Second, background Art
The feloxicib is a non-steroidal anti-inflammatory drug for animals, and can play a role in antipyresis, analgesia and anti-inflammation through selectively inhibiting cyclooxygenase-2 (COX-2) mediated prostaglandin synthesis. COX-2 is a subtype of cyclooxygenase and is primarily responsible for the synthesis of prostaglandins, regulating pain, inflammation and fever. Selective inhibition of COX-2 is effective in alleviating osteoarthritis pain. In a whole blood assay in vitro in dogs, feloxib was approximately 380 times selective for COX-2 over COX-1. Approved by the FDA, feloxicib is currently used to treat equine osteoarthritis as well as acute and chronic pain and inflammation resulting from clinical surgery. The product has good treatment effect and palatability, and has good market prospect.
At present, few reports about the synthesis of the felicoxib exist, and the synthetic method of the felicoxib disclosed in the patent WO9714691 mainly uses the methyl phenyl sulfide as a raw material to prepare the felicoxib through an F-C acylation reaction, an oxidation reaction, a bromination reaction and a cyclopropoxy acetic acid reaction in sequence.

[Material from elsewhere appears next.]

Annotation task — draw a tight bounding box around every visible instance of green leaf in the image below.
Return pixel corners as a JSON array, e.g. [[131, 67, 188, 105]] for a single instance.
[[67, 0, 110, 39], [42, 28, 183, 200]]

The synthesis by the above method inevitably requires the use of thioether (as a starting material or an intermediate), which has the disadvantages of easy volatilization and heavy odor, and a series of studies have been made to avoid the use of thioether (as a starting material or an intermediate), including:
CN110452199 uses the following method: directly using the oxidized p-methyl sulfonyl phenylacetic acid methyl ester as a starting material;
the following general methods were used in CN110105314, CN107686471 and CN 111201212:
CN107778204 uses the following general formula:
third, the invention
The invention aims to provide a preparation method of a key intermediate of feloxib, which has less pollution and mild reaction conditions.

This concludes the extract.